If the farmer sees that the higher elevations aren’t producing well, he/she has the option of not bothering to till, plant, and fertilize those areas, thus saving those costs.
We can afford to lose a lot of corn productivity by just not converting food into ethanol.
For additional insight on this claimed problem:
This study is rediculous and completely made up so that Bill Gates can promote his BS farming techniques. Idiots!!!
Spencer the protein in all left in the distillers grain because distillers has 3 times more protein than the original bushel of corn.
Let me see if I understand you correctly. Fermenting the corn to produce ethanol, which is taken away from the original corn, results in increasing the protein content 3X in the residue, which weighs as much as it did when first harvested.
That sounds like a ‘perpetual motion machine.’ Can corn bread or tacos be made from the residue? Is it usable for the ubiquitous high-fructose corn syrup?
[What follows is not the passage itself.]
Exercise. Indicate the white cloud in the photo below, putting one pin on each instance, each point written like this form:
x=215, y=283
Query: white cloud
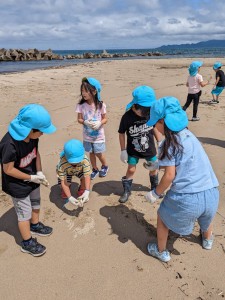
x=84, y=24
The loss of topsoil due to constant tillage also means the loss of a valuable carbon sink which removes carbon from the atmosphere, and negates and reduces global warming. There reduction of topsoil all around the world is one of the reasons CO2 is increasing globally. However, pre-planting dense short ground cover plants that sequester carbon in their roots, and planting food crops through this ground cover creates a valuable symbiotic relationship where the ground cover turns carbon in the air back into soil which the food crops can use for nourishment, the whole process stripping the atmosphere of CO2 and decreasing the world temperature in the process. It’s the only win-win solution to global warming that I have seen to date, and the short documentary called “Kiss the Ground” explains it fully. However, planting new crops into land previously treated with glyphosate herbicides in a tricky proposition, as residual glyphosate in the soil may tend to choke out the new ground cover; in my opinion it’s time to get back to farming that doesn’t make people sick in the process; the number of court cases surrounding the herbicide’s use should be a good indicator that it’s time to move on from a failed agricultural experiment and to bring back the lost topsoil all over the world, so that countries everywhere can provide for their populations, and growing food can be a sustainable procedure. Maybe farmers will regain the right to harvest their own seed in the process, and not be beholden to parasite corporations creating realities where the rest of the world suffers while they gain billions for their officers and investors.
The article says, “The A-horizon has primarily been lost on hilltops and ridgelines, which indicates that tillage erosion – downslope movement of soil by repeated plowing – is a major driver of soil loss in the Midwest.”
If it is only being removed from hilltops and ridgelines, then the implication is that it is not lost, but simply moved to the areas with more gentle slopes. Thus, the carbon sequestration effect is not completely lost. The apparent loss might be reduced by creating a thicker A-horizon in the downslope areas. However, tillage aerates the soil and helps to sequester CO2.
Clyde the phd, remember the dust bowl there pardner? You’d think farmers would learn from their ancestors. ag land looks like parking lots, very little wildlife, native plants, etc. All winter the snow in ditches is covered with topsoil blowing off the plowed fields. The topsoil is leaving your fields, running into the streams, etc. Bottom line is today’s farmers are selfish, bottom line. The mentality of “Well this is how we’ve done it since I was a kid” is bullsh*t.
No, I’m not old enough to remember the Dust Bowl. I’m not sure that you are familiar with it either: https://en.wikipedia.org/wiki/Dust_Bowl
I’m not sure what area you are describing, but it doesn’t resemble what I see here in Ohio.